MILANO. Condannato a un anno per un illecito tributario contro i cinque chiesti dalla Procura, Fabrizio Corona esce dall'ennesimo processo da vincitore, esultando con un 'sì, giustizia è fatta' e battendo i pugni sul banco, perché i giudici hanno smontato l'impianto accusatorio che la Dda di Milano aveva costruito su quei 2,6 milioni in contanti trovati in parte in un controsoffitto della collaboratrice Francesca Persi, condannata a 6 mesi, in parte in Austria.

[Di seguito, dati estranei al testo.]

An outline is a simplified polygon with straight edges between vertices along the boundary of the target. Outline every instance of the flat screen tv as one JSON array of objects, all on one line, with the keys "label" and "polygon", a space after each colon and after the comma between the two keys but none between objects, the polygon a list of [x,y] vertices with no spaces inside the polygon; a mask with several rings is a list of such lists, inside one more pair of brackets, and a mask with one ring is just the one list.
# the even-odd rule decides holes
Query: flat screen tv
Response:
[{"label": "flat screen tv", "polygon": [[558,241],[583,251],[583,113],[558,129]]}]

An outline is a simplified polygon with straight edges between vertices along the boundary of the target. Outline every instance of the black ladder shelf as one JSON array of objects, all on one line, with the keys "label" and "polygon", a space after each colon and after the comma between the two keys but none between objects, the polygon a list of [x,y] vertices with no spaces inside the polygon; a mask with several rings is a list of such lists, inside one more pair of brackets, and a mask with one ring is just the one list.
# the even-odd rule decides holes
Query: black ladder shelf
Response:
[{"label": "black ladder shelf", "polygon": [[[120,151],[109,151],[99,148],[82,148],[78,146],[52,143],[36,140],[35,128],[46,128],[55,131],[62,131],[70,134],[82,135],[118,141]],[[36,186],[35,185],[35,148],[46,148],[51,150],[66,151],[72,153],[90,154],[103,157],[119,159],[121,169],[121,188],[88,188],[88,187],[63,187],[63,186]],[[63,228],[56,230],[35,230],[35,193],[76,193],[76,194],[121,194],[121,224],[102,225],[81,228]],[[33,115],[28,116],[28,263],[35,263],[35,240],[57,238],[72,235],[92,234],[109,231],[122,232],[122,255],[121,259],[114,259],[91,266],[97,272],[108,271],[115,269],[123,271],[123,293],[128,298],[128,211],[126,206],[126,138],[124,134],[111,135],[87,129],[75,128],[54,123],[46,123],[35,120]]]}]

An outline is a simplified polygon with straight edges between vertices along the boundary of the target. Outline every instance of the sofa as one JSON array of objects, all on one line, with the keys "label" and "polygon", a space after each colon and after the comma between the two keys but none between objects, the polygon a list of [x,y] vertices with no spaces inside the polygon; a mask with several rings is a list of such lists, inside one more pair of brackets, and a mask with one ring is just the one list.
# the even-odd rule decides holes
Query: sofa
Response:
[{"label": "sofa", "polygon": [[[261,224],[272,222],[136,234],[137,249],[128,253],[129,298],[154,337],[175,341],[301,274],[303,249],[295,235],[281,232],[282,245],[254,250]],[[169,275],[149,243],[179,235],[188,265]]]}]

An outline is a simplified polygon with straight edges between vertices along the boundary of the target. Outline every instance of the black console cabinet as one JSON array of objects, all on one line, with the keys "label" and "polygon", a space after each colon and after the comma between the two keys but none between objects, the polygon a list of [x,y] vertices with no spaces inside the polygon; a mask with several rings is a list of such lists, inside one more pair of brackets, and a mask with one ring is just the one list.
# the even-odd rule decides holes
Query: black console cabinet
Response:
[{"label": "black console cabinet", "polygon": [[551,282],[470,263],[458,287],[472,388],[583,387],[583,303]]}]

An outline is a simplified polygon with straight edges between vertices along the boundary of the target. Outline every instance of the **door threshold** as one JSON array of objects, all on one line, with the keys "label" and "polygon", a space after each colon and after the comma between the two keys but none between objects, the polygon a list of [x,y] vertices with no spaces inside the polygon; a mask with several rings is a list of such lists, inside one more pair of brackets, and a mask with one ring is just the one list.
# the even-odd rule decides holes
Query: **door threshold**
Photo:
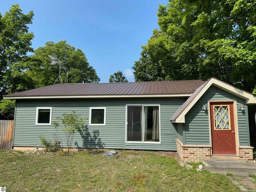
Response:
[{"label": "door threshold", "polygon": [[236,155],[212,155],[211,159],[240,160],[240,157]]}]

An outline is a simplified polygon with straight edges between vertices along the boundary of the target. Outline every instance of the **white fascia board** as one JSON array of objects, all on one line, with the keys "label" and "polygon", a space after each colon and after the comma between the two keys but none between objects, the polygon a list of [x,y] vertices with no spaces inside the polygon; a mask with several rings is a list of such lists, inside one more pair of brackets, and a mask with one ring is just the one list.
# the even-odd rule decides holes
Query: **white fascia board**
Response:
[{"label": "white fascia board", "polygon": [[[256,96],[231,85],[214,79],[213,84],[220,89],[233,93],[233,94],[246,100],[246,104],[256,104]],[[216,82],[217,81],[217,82]]]},{"label": "white fascia board", "polygon": [[155,94],[155,95],[76,95],[58,96],[27,96],[4,97],[6,99],[72,99],[72,98],[134,98],[189,97],[191,93],[181,94]]},{"label": "white fascia board", "polygon": [[178,119],[178,118],[176,118],[175,120],[171,121],[171,122],[176,123],[185,123],[185,116],[181,117],[181,118],[179,118],[179,119]]}]

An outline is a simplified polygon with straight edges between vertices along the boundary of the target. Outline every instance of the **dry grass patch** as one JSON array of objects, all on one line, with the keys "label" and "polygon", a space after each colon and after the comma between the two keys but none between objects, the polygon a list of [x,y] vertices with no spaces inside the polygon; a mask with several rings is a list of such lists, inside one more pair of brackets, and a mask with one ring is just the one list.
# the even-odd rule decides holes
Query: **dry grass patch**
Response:
[{"label": "dry grass patch", "polygon": [[16,191],[240,191],[224,175],[181,167],[173,158],[148,152],[70,156],[0,151],[0,186]]}]

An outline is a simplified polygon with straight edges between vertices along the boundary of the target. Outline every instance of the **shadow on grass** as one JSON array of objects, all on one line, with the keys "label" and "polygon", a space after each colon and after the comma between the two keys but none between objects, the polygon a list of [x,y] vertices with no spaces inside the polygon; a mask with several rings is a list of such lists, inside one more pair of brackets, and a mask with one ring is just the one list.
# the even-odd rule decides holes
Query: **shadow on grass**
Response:
[{"label": "shadow on grass", "polygon": [[75,145],[78,148],[104,148],[105,144],[101,142],[100,138],[100,132],[98,130],[93,130],[92,134],[89,131],[87,125],[83,126],[78,132],[83,140],[82,146],[78,145],[77,142],[75,142]]}]

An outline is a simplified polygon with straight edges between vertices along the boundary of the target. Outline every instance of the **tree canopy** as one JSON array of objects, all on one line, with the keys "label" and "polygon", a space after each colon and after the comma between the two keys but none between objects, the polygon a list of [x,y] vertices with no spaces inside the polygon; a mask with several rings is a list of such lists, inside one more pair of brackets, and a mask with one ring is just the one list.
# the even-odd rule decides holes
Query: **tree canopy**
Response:
[{"label": "tree canopy", "polygon": [[[84,54],[79,49],[67,44],[66,40],[54,43],[46,42],[44,47],[35,50],[34,56],[40,60],[31,69],[25,73],[35,82],[36,87],[53,84],[59,75],[57,66],[51,65],[48,56],[52,53],[56,54],[63,64],[70,71],[68,83],[98,82],[100,78],[95,70],[90,66]],[[62,73],[62,78],[64,80],[66,74]]]},{"label": "tree canopy", "polygon": [[256,94],[256,2],[172,0],[158,10],[136,81],[214,76]]},{"label": "tree canopy", "polygon": [[34,13],[22,13],[19,5],[12,5],[4,16],[0,13],[0,117],[13,118],[15,101],[3,100],[3,96],[34,88],[31,78],[24,75],[27,69],[23,62],[28,60],[27,52],[33,52],[28,32]]},{"label": "tree canopy", "polygon": [[128,80],[124,75],[123,75],[123,73],[121,71],[118,71],[113,75],[110,75],[109,78],[110,83],[122,82],[128,82]]},{"label": "tree canopy", "polygon": [[31,79],[22,74],[25,65],[20,65],[27,58],[27,52],[33,52],[27,25],[32,24],[33,11],[22,12],[18,4],[12,5],[2,16],[0,13],[0,99],[6,94],[33,88]]}]

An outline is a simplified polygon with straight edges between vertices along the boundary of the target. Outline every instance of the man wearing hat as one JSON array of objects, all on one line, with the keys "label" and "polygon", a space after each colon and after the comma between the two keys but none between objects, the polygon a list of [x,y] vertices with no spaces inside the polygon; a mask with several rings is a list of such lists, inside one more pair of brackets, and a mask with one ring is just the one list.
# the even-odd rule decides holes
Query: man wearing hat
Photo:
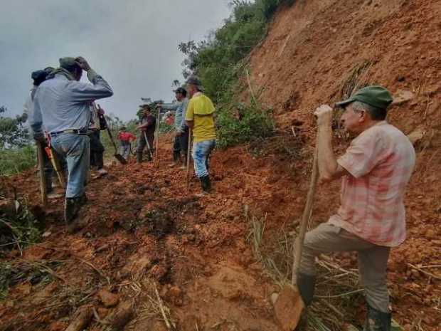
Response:
[{"label": "man wearing hat", "polygon": [[[141,117],[141,124],[137,127],[140,131],[139,137],[138,138],[138,144],[137,147],[137,162],[141,163],[142,162],[142,153],[146,145],[148,144],[148,148],[150,150],[147,153],[147,160],[152,161],[150,152],[153,149],[153,143],[154,142],[154,131],[156,124],[156,117],[152,114],[152,110],[149,105],[142,105],[142,117]],[[146,137],[147,140],[146,140]]]},{"label": "man wearing hat", "polygon": [[[43,82],[44,82],[49,73],[52,70],[53,70],[53,68],[48,67],[44,70],[38,70],[32,73],[31,77],[33,80],[33,84],[32,88],[31,89],[31,93],[29,96],[26,99],[26,101],[24,105],[24,113],[26,115],[28,120],[31,121],[33,119],[33,98],[35,96],[35,93],[37,90],[37,88]],[[31,135],[33,135],[32,132],[32,129],[30,130]],[[44,137],[43,137],[44,138]],[[46,138],[42,139],[41,142],[43,144],[43,147],[47,145],[47,142]],[[53,151],[55,157],[58,157],[55,151]],[[62,197],[60,194],[58,194],[54,191],[53,189],[53,177],[54,177],[54,170],[53,167],[52,166],[52,163],[48,157],[46,153],[43,153],[43,163],[44,164],[44,174],[46,177],[46,192],[48,194],[48,199],[55,199]],[[59,157],[58,158],[59,159]],[[63,170],[67,171],[67,164],[65,162],[63,162],[60,164]]]},{"label": "man wearing hat", "polygon": [[[92,84],[79,80],[83,70]],[[68,231],[78,228],[78,214],[87,201],[85,192],[89,168],[90,145],[87,135],[93,101],[113,95],[109,84],[82,57],[63,58],[38,87],[34,98],[34,118],[30,121],[37,140],[42,139],[42,125],[49,132],[53,148],[68,163],[68,177],[65,201]]]},{"label": "man wearing hat", "polygon": [[314,294],[315,257],[356,251],[368,305],[365,331],[390,327],[387,263],[390,248],[405,238],[403,199],[415,162],[408,137],[386,120],[391,103],[386,89],[368,86],[336,103],[344,110],[343,127],[357,135],[338,158],[332,149],[332,108],[324,105],[314,112],[319,180],[326,183],[342,179],[341,206],[327,222],[307,233],[297,286],[309,305]]},{"label": "man wearing hat", "polygon": [[194,169],[201,181],[204,193],[210,191],[209,159],[216,146],[216,132],[214,126],[215,107],[208,97],[203,94],[199,78],[191,76],[186,81],[191,99],[188,102],[185,120],[193,130],[193,159]]},{"label": "man wearing hat", "polygon": [[127,132],[127,127],[122,126],[118,132],[118,140],[119,140],[119,154],[125,159],[129,158],[130,154],[130,147],[132,142],[137,140],[137,137],[130,132]]},{"label": "man wearing hat", "polygon": [[184,88],[178,88],[174,90],[177,103],[160,103],[157,107],[168,110],[176,110],[174,115],[174,128],[176,131],[173,144],[173,163],[170,167],[174,167],[179,162],[181,153],[184,157],[181,168],[186,164],[187,149],[188,147],[188,127],[185,123],[185,114],[188,104],[187,91]]}]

Un'inchiesta, quella dei pm del pool di Ilda Boccassini, che aveva riportato in carcere l'ex 're dei paparazzi' lo scorso ottobre, mentre era in affidamento in prova ai servizi sociali. Misura cautelare che è stata oggi revocata dal collegio (Guido Salvini-Chiara Nobili-Andrea Ghinetti) che ha spazzato via con l'assoluzione le due imputazioni più pesanti, riguardanti quella massa 'cash', contestate all'ex agente fotografico: l'intestazione fittizia di beni e la violazione di norme patrimoniali sulle misure di prevenzione.

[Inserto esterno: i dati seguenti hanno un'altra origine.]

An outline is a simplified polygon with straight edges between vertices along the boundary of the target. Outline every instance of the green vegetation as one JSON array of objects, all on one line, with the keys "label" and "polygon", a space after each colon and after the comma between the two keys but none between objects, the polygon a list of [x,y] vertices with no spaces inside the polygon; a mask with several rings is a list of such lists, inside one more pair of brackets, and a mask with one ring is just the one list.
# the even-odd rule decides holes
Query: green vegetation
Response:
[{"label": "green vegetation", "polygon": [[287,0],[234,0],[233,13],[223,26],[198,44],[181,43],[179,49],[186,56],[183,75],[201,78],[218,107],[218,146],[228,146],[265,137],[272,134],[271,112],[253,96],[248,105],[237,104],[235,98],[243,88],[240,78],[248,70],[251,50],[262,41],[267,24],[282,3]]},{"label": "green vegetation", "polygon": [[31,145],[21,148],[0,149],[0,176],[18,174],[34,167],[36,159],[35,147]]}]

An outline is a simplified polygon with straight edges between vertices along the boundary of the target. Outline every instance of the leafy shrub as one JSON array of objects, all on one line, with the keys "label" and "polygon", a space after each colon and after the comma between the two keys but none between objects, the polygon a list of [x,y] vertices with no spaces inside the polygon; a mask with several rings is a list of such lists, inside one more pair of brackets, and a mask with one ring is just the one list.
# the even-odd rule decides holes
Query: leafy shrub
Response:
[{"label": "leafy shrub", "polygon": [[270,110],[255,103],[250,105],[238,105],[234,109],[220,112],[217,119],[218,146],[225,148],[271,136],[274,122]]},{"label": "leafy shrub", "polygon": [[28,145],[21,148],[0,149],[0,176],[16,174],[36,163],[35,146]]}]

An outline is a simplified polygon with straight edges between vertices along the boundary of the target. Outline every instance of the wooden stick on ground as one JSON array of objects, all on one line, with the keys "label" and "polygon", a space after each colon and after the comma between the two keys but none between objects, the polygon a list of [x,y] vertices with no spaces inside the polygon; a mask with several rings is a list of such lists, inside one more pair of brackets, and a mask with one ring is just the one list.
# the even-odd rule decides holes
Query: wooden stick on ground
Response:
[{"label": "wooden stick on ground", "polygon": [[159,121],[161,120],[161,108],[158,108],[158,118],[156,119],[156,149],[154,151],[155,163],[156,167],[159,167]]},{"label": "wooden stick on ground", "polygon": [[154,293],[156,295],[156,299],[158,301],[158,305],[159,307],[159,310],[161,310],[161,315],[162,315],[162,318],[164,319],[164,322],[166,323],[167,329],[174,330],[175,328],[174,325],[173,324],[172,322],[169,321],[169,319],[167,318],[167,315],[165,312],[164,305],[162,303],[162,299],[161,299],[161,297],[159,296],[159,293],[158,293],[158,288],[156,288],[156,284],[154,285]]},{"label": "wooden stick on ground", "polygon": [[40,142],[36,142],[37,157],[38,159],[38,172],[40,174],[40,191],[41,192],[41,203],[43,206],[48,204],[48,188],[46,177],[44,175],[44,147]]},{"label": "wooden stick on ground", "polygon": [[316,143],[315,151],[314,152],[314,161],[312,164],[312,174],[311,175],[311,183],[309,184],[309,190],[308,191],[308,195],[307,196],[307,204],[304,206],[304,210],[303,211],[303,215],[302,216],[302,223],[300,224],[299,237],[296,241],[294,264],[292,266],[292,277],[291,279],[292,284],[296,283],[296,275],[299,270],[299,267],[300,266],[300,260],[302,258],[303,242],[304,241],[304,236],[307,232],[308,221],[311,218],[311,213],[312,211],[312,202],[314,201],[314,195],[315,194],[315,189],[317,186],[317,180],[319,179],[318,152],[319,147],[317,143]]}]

Corona resta, comunque, in carcere per ora per scontare il cumulo di pene definitive residuo (circa 5 anni al momento), proprio perché dopo il nuovo arresto il Tribunale di Sorveglianza gli aveva revocato l'affidamento.
Alla luce della sentenza, però, la difesa punta ad una nuova istanza per farlo uscire da San Vittore. In mattinata, prima del verdetto, l'ex 'fotografo dei vip' aveva continuato a difendersi citando anche il 'daimon' di Platone e Shakespeare ("dalla Dda e dalla polizia molto rumore per nulla") e facendo scoppiare a piangere la fidanzata Silvia Provvedi, quando l'ha definita "unica e speciale" e un "amore vero".

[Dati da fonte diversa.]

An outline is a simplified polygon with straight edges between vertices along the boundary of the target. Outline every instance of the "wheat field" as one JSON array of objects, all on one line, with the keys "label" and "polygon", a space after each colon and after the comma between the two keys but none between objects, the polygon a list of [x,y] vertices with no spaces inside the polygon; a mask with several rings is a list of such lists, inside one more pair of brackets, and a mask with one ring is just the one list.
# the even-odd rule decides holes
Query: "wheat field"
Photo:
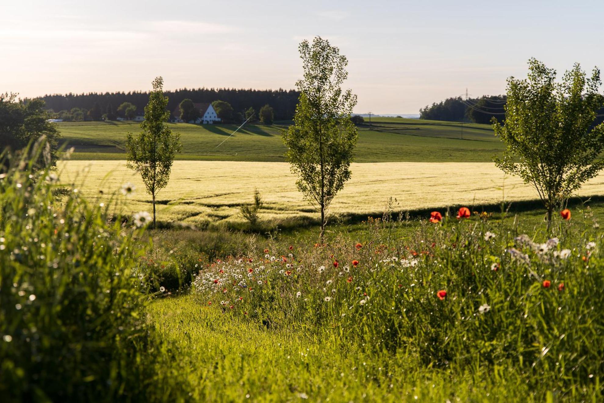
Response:
[{"label": "wheat field", "polygon": [[[151,198],[140,175],[128,169],[125,161],[66,161],[58,167],[62,183],[74,184],[98,202],[112,198],[114,208],[120,213],[152,210]],[[489,163],[362,163],[353,164],[352,170],[352,178],[333,200],[330,213],[379,213],[391,196],[399,211],[537,198],[519,178],[504,175]],[[126,182],[136,187],[127,198],[120,192]],[[298,192],[286,163],[176,161],[167,187],[158,195],[158,219],[193,225],[240,221],[239,207],[251,202],[255,189],[264,201],[262,219],[316,216]],[[604,175],[579,192],[602,194]]]}]

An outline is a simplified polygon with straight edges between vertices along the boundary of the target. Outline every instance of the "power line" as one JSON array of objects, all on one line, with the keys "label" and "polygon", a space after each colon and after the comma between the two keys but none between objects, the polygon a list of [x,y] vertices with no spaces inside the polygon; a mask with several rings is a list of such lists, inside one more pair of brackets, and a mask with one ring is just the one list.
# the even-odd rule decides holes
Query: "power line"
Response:
[{"label": "power line", "polygon": [[[246,119],[245,121],[244,121],[243,123],[241,124],[241,126],[240,126],[239,127],[237,127],[237,129],[235,129],[235,132],[236,132],[237,131],[238,131],[240,129],[241,129],[242,127],[243,127],[243,126],[244,124],[245,124],[246,123],[247,123],[248,121],[250,119],[251,119],[252,117],[254,116],[254,114],[252,114],[251,115],[250,115],[249,117],[247,119]],[[220,147],[220,146],[222,146],[223,143],[224,143],[225,141],[226,141],[226,140],[228,140],[231,137],[231,136],[232,136],[233,135],[235,134],[235,132],[233,132],[230,135],[229,135],[228,137],[227,137],[226,138],[225,138],[223,140],[222,140],[222,143],[221,143],[220,144],[219,144],[217,146],[216,146],[216,148],[218,148],[219,147]]]}]

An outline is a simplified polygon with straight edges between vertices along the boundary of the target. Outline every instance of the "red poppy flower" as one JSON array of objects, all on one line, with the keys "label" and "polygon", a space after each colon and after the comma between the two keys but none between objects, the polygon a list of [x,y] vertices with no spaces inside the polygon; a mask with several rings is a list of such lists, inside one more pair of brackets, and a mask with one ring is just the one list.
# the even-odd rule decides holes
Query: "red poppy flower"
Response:
[{"label": "red poppy flower", "polygon": [[460,218],[467,218],[470,216],[470,209],[467,207],[461,207],[457,211],[457,219]]},{"label": "red poppy flower", "polygon": [[568,221],[570,219],[570,210],[568,208],[565,208],[562,211],[560,211],[560,215],[562,216],[562,219]]},{"label": "red poppy flower", "polygon": [[430,213],[430,222],[440,222],[443,219],[443,215],[438,211],[432,211]]}]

Poco dopo il Tribunale sull'accusa di intestazione fittizia dei contanti all'amica (senza precedenti giurisprudenziali) ha accolto, in sostanza, la tesi dei difensori Ivano Chiesa e Luca Sirotti: quei 2,6 milioni erano il frutto del 'nero' accumulato da Corona con le serate nei locali e con le altre attività lecite e non c'è prova di contatti con la criminalità.
Persi, difesa dai legali Fabio Lattanzi e Cristina Morrone, sarebbe stata "mera custode" di quei soldi nascosti, senza alcuna apparente schermatura fittizia. I giudici, in pratica, hanno accolto la linea della difesa che ha sempre sostenuto che si trattasse solo di un "problema fiscale", tanto che hanno deciso la trasmissione degli atti in Procura su quei contanti per il reato di dichiarazione infedele dei redditi, inizialmente contestato dal pm David Monti che per primo interrogò Corona, prima che l'inchiesta passasse alla Dda (trasmessi gli atti anche per appropriazione indebita come chiesto dal pm Alessandra Dolci).
Ha retto l'accusa di sottrazione fraudolenta al pagamento delle imposte relativa ad una cartella esattoriale e che nulla ha a che fare coi contanti sequestrati (il procedimento è ancora aperto davanti alla Sezione misure di prevenzione).